The Natural Resources Defense Council report analyzes the Department of Energy’s Stockpile Stewardship and Management Program and represents the first public airing of declassified portions of the “Green Book,” DOE’s comprehensive “road map” of U.S. plans and ongoing programs involving the nuclear weapons stockpile.

While the U.S. government is not now designing or producing advanced new types of nuclear weapons, it is enlarging its capabilities to do so while continuing to design nuclear explosive packages to replace warheads on existing systems such as the Navy’s Trident II missile.

The United States sought and achieved both the indefinite extension of the nuclear Non-Proliferation Treaty in 1995 and the Comprehensive Test Ban Treaty in 1996, partly on the strength of assurances that it would not design new nuclear weapons. Yet some of the ongoing and planned activities of the Department of Energy’s stockpile program come into conflict with those assurances. (The Comprehensive Test Ban Treaty has been endorsed by the United Nations and signed by over 140 nations, including China, Russia and the major nuclear powers.
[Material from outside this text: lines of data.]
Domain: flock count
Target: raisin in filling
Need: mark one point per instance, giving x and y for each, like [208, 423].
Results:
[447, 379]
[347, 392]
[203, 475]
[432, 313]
Although President Clinton signed the treaty in 1996, it has not yet been ratified by the Senate.)

According to the Natural Resources Defense Council, in spite of the Comprehensive Test Ban Treaty, the United States is planning to:

  • significantly expand its base of nuclear weapons knowledge by building extensive above-ground experimental facilities for nuclear weapons physics and conducting underground high-explosive experiments with plutonium and other nuclear materials at the Nevada Test Site;
  • develop within the coming decade comprehensive three-dimensional, computer simulations of nuclear weapons performance, resulting in a “virtual testing” capability;
  • develop and integrate into existing weapons improved components, such as new radar, detonators, neutron generators and boost-gas transfer systems;
  • rebuild and certify the performance of weapons with modified nuclear components;
  • modify and repackage existing nuclear weapons and conduct flight tests to certify their ability to withstand the stresses of new stockpile-to-target sequences, such as high speed earth penetration to destroy hardened underground targets with reduced collateral damage;
  • design, simulate and fly weapon prototypes and certify both the nuclear and stockpile-to-target performance of new weapon designs as possible replacements for existing weapons.

What missed opportunities when the talk about spending cuts continually bypass the Defense Department. Washington would do well to talk more about the need to slash military welfare.

But the Pentagon need not worry about being harassed. It goes on, apparently without regard for budgetary restraints at home or treaty limitations negotiated with partners abroad.